Sem paciência
Há quem ache que o «novo-riquismo» se vê pela ostentação de bens materiais. Pelo contrário, penso que a sua principal marca é a falta de paciência. Os portugueses já não têm paciência e penso que isso é uma consequência do acumular de riqueza sem ser pelos méritos próprios. Claro que Portugal não é um país rico, mas teve uma progressão assinalável nesse sentido, em especial com a entrada na Comunidade Europeia. Há dois aspectos em particular que, apesar de positivos, ajudaram a criar uma ilusão ainda maior de facilidade e riqueza. Falo do aderir à moeda única, o euro, e da globalização. Para entrar na zona Euro, Portugal teve de passar a seguir algumas políticas económicas que lhe vieram trazer estabilidade.

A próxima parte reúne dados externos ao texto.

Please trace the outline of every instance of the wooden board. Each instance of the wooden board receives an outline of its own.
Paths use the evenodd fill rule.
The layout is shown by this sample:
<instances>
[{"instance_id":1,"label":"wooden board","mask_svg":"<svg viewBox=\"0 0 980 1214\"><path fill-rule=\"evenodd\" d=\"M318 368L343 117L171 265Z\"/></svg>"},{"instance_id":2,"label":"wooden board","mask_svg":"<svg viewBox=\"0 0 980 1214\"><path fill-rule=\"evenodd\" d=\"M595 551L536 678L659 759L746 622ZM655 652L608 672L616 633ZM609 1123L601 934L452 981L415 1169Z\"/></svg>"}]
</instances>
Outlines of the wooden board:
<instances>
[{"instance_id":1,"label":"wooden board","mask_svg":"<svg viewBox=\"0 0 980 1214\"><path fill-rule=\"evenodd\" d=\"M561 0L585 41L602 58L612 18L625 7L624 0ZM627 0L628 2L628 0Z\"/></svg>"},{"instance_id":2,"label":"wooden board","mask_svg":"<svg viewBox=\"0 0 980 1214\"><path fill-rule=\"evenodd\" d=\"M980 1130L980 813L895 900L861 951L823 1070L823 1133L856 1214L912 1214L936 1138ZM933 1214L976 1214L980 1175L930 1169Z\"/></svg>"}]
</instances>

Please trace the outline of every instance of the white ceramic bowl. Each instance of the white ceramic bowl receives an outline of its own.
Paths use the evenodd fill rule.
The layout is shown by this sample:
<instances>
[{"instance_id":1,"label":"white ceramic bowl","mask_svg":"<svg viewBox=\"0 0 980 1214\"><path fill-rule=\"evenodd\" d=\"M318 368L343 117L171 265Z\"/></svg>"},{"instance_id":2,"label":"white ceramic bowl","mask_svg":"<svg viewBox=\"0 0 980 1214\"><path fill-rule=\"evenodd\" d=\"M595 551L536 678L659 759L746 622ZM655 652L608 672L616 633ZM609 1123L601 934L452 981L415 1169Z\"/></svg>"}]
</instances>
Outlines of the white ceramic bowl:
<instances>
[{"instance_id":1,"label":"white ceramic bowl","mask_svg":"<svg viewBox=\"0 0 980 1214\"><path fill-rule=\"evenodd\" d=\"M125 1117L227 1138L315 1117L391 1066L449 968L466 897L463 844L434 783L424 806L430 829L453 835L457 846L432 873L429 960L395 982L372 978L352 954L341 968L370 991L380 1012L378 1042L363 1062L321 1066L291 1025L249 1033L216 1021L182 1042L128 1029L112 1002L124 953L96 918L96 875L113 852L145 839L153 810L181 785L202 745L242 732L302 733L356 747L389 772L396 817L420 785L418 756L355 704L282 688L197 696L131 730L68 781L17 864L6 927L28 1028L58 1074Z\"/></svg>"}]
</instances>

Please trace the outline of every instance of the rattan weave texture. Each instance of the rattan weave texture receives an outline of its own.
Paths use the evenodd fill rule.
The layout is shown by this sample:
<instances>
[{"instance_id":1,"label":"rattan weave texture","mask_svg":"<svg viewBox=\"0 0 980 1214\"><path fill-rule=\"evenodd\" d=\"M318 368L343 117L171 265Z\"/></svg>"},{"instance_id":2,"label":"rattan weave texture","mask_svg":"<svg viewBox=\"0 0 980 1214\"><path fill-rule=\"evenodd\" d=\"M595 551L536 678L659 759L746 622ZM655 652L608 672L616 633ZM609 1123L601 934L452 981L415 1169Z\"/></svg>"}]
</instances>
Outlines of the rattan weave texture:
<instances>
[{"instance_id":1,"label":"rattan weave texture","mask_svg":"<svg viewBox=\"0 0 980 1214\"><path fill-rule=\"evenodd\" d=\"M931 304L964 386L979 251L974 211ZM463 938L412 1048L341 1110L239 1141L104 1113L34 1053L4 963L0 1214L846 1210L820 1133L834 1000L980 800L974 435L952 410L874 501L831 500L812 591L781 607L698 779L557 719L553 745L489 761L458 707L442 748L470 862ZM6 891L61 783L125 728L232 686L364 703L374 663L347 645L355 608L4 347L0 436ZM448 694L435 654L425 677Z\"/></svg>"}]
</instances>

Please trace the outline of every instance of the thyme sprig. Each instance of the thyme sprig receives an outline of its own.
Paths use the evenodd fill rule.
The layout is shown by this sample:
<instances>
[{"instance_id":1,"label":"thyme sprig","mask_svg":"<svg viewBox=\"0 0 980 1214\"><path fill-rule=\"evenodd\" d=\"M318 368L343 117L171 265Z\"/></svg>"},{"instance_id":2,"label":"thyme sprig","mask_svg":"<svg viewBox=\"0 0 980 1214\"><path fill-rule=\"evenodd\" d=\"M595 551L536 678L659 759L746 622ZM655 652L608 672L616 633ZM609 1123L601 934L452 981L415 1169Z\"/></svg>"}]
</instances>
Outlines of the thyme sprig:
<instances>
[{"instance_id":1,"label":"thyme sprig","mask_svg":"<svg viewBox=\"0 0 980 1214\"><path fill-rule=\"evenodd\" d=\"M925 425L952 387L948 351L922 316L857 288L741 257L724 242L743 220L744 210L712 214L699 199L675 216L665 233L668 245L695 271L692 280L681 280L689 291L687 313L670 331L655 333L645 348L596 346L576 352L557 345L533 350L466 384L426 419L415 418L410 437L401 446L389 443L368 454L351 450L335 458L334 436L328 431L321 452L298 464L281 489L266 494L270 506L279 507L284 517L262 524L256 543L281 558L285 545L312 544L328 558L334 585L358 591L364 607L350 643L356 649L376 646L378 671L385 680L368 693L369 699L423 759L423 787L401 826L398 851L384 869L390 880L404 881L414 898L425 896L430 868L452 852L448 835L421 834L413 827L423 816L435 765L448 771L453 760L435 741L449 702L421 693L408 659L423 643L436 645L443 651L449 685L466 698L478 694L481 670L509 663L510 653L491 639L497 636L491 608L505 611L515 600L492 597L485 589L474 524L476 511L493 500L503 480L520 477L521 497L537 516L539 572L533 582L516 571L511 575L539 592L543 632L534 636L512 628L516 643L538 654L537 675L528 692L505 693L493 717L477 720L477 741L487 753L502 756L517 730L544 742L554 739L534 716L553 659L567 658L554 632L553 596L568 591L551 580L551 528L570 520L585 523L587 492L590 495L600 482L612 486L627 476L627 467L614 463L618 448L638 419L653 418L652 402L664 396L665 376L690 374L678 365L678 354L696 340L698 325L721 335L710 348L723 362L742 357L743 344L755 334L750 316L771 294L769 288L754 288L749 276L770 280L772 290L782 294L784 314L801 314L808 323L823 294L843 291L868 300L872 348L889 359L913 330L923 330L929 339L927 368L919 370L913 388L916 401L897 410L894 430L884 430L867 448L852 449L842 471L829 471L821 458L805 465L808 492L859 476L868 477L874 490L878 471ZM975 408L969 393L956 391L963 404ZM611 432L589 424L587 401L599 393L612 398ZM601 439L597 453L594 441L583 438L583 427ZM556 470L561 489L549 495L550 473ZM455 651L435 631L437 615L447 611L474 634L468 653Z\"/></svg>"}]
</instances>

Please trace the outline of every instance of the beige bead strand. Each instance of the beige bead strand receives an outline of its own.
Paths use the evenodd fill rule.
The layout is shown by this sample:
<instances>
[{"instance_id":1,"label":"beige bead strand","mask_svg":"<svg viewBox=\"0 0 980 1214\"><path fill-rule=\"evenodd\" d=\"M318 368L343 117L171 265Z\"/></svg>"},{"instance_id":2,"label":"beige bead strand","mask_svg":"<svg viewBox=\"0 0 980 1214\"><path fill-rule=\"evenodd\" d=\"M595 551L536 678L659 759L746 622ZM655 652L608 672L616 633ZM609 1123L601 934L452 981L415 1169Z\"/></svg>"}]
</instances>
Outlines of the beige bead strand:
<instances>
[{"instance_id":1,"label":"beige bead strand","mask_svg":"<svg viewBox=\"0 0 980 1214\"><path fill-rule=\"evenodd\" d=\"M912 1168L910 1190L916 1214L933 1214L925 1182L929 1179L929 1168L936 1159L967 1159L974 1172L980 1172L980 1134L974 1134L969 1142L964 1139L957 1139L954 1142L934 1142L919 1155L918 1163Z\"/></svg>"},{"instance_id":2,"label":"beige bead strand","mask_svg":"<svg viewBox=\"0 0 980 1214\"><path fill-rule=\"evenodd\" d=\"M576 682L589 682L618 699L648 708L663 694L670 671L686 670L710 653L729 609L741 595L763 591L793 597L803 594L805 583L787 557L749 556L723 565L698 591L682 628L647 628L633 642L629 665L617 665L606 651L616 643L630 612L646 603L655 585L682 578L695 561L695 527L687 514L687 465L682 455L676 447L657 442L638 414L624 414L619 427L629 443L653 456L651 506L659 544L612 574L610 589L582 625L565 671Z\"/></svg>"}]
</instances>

Uma consequência indirecta disso foi a expansão do crédito, que já antes tinha sido impulsionado pela entrada na UE e a transferência de fundos. Já a globalização, normalmente vista como o papão que nos vem tirar todos os postos de trabalho, tem como consequência imediata a disponibilização de uma grande variedade de bens e serviços a preços convidativos.
Ou seja, em poucas décadas Portugal passou de um país pobre e fechado para um onde quase tudo se encontra disponível e o crédito para obter o que se quer é relativamente fácil de alcançar. Os méritos dos portugueses nisto são relativamente reduzidos. Os portugueses continuam a ser pouco produtivos, para não dizer pouco profissionais, continuamos a não arriscar muito, as políticas públicas continuam sem ir às reformas de fundo. Estamos como a criança que rasga o embrulho de Natal e nem sequer vai ver o conteúdo porque já pegou noutro presente. É nesse sentido que digo que já não temos paciência. Não é a falta de paciência de alguém que dá um murro na mesa porque já não tem tempo a perder.
A nossa falta de paciência deriva da ausência de objectivos. Substituímos os objectivos por uma sucessão ininterrupta de desejos mais ou menos fúteis. Claro que um objectivo pode derivar de um grande desejo. Mas um objectivo é a meta de um plano de longo prazo que implica esforço, dedicação e paciência. Quando há uma miríade de desejos fáceis de atingir, todos os projectos mais ambiciosos ficam postos de parte. Pode-se argumentar que as sociedades evoluem e por vezes algumas virtudes, como a paciência e o espírito de sacrifício, deixam de ser úteis. Sofrem todas as actividades que não dêem recompensas imediatas, nas quais se podem incluir todas as artes. Existe uma crise em quase os sectores que exigem uma aprendizagem de alguns anos, muitas vezes sem resultados à vista. Sofrem implacavelmente com a concorrência de outras actividades de “consumo rápido”.
Ao longo dos séculos a humanidade viu morrer inúmeras tradições, costumes, ofícios. Foram sendo substituídos por outros de forma mais ou menos natural, em regimes totalitários muitas vezes de forma violenta. Uma certa nostalgia do passado leva a não ver algumas vantagens que um futuro diferente pode trazer. Contudo, parece-me que o grau de evolução da humanidade está ainda muito longe de dispensar virtudes como a paciência, o esforço e o espírito de sacrifício, se é que alguma vez poderá sobreviver sem elas. Pior que isso, os portugueses perderam estas virtudes na altura em que vão precisar mais delas. O crédito permite obter produtos no imediato mas implica que depois se saldem as dívidas, por vezes durante décadas. Mas o mais grave de tudo será a escravidão a que estamos a condenar as próximas gerações. Por um lado, os jovens são educados para fugir ao esforço, às dificuldades. Mas ao mesmo tempo já terão de suportar os encargos das pensões dos mais velhos, das obras públicas megalómanas, dos défices constantes. A paciência voltará a ser uma característica dos portugueses, infelizmente como uma consequência da resignação ao estado de indigência.